Aereo's Patent Play

What’s the real endgame for Aereo? It’s not completely clear, but the startup is definitely placing a bet on patents.

Aereo, the company formerly known as Bamboom Labs whose backers include IAC’s Barry Diller, this spring launched an Internet-based live TV and DVR service in New York City that delivers about two dozen broadcast channels — and was promptly sued by major broadcasters (see Public Knowledge, EFF File Brief Supporting Aereo, Aereo Wait-Lists New Yorkers On Internet TV Service and ‘Aereo’ To Test Copyright Law With Internet-Streaming TV Service).
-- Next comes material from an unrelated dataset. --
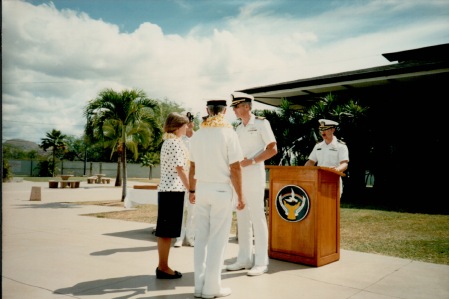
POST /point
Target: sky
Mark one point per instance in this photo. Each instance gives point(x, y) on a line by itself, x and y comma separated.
point(57, 55)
Aereo argues that its dime-sized individual antennas, although mounted in a massive rooftop array far away from any actual subscriber, represent fair use. The broadcast companies say a service delivered via an operator-controlled antenna is “community antenna television” by any other name, and thus Aereo is subject to retransmission-consent regulations.

Could a broadcast-only over-the-top video service become a huge business? Maybe, especially with zero content costs.

But Aereo’s consumer offering may be just a sideline for the real business model: potentially licensing patents, should the startup prevail with its “fair use” argument in court.

In November 2011, Aereo filed for at least four U.S. patents: Antenna System with Individually Addressable Elements in Dense Array; System and Method for Providing Network Access to Individually Recorded Content; Method and System for Processing Antenna Feeds Using Separate Processing Pipelines and System and Method for Providing Network Access to Antenna Feeds.

If Aereo’s approach is deemed legal, and if its patent applications are OK’d, then the company could be in a position to license its intellectual property to cable and satellite TV operators looking to establish their own “dense arrays” of antennas.

Note that this strategy, while time-consuming and expensive, has worked for TiVo. TiVo reached a $500 million-plus patent-litigation settlement with Dish/EchoStar last year as well as a deal with AT&T worth up to $300 million, and the DVR maker is currently suing Time Warner Cable, Verizon, Motorola and Cisco.